Hi All,
I working to identify novel antisense transcriptions , and what I did right now that I got read count from sense and antisense RNA as shown below (very small portion of data):
gene id strand antisense count sense count
ENSG00000160087 -1 42 3018
ENSG00000177954 1 33 9590
ENSG00000237283 -1 1 1
ENSG00000153207 -1 65 9185
ENSG00000223764 -1 9 29
ENSG00000236423 1 243 498
ENSG00000175137 -1 29 3727
ENSG00000224235 -1 1 14
ENSG00000044012 1 1 1
ENSG00000230812 1 53 79
ENSG00000134183 -1 484 9
In some cases, I found that antisense counts are higher that sense counts, some are equal, but in most cases sense are higher that antisense. so is there any technique to identify those novel antisense (which is the gene is highly expressed than sense)
Dear Michael,
I computed my reads by using Python and R scripts. and here is my library details:
I never used HTSeq-count before.
According to the NEXTflex website, the kit you used has approx. 99% strand specificity. Meaning that in 100 correct oriented reads, one is a falsely detected as antisense-read. In your example ENSG00000160087 might be such a case, while ENSG00000236423 has a higher ratio of antisense reads and may be a good candidate for antisense transcript detection.

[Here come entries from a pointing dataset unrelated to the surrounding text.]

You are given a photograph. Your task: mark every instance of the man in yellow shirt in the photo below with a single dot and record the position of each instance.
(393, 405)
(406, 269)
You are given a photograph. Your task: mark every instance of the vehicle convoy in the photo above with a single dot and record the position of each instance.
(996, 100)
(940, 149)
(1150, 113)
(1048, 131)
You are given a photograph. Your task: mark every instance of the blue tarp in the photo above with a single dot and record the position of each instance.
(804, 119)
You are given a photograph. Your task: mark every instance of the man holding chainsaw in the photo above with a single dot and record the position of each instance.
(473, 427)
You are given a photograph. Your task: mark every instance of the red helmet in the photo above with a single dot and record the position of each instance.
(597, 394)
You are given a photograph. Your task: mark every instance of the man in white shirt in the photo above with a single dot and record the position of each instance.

Anyway, I would visually inspect your most promising findings with IGV or UCSC.
If you want to go also for Madelaine's approach (see below), you need to flag your reads during alignment properly (for instance,
--Library-type
in tophat). Please be aware of the fact, that you need sufficient coverage for cufflinks to find transcript hypothesis.Thanks again Michael, I used library type as follows:
tophat --library-type fr-firststrand
. Which is the best way to visualize the most promising findings, Is there any criteria to choose the count (I mean how I can decide if these promising antisense or not from their counts).I would just take your list and use all those genes as candidates having more than 1% antisense reads and sort those by read number and/or percentage. You may think about a Poisson model for low abundant genes. You should use the annotation to filter out genes with known antisense transcripts.
For visualisation, I would use the IGV browser. You can split the alignment according to the genomic strand (+/-) in order to have a more easy to inspect picture.
Hi Michael, I already excluded all positive pairs (known antisense using the annotation file). and I sort the antisense read counts from smallest to largest (from A to Z). Also, I got the percentage (proportion) by dividing antisense counts over sense count, but I still confused about from which percentage or from which count should I take it to be considered as novel (I mean what is the criterion that can use for determining a novel transcript). BTW, you mentioned about Poisson model for lower abundant genes, so do you have any idea about using this model.
In addition, how can I split the alignment according to the genomic strand using IGV.
If you would like to have a deep look of one of my complete files for all read counts after removing known antisense transcripts, I can send one as Excel file via your email.
Thanks again for helping me.
You may address your antisense reads as rare events. Your probability of having a false antisense read is 1% and you compute for each locus the probability of seeing the given number of antisense reads. If an occurrence is most presumably explainable by a Poisson distribution, it is no good candidate for a novel antisense.
You can use samtools view for splitting your file:
I would suggest, that you check your results first by yourself using the IGV browser (for ENSEMBL annotation you need to add the ENSEMBL DAS). You may also check, for instance, the coverage profiles of your antisense candidates.
Hi Michael, Could you please explain how to use IGV to inspect novel antisense?
I think he meant that you can eyeball the coverage profile of two transcripts and check for similarity in the pattern. Often, the same transcript shows similar 'degradation pattern' (or whatever causes this) in different sequencing runs even. (Don't ask me for a citation for this, I am not sure there is one). As the leaked antisense transcripts are from the same transcript, they should have similar coverage pattern, depending on what causes the pattern. While real antisense transcript would theoretically have an different degradation pattern. This is however more difficult to quantify.
Hi Michael,
Could you please explain how to use Poisson model with my previous example?
I guess he meant to model read counts as coming from a poisson distribution (see
?ppois
), that way you can directly calculate p-values in favor of the alternative hypotheses that there are significantly more antisense reads than to be expected at 1% strand leakage.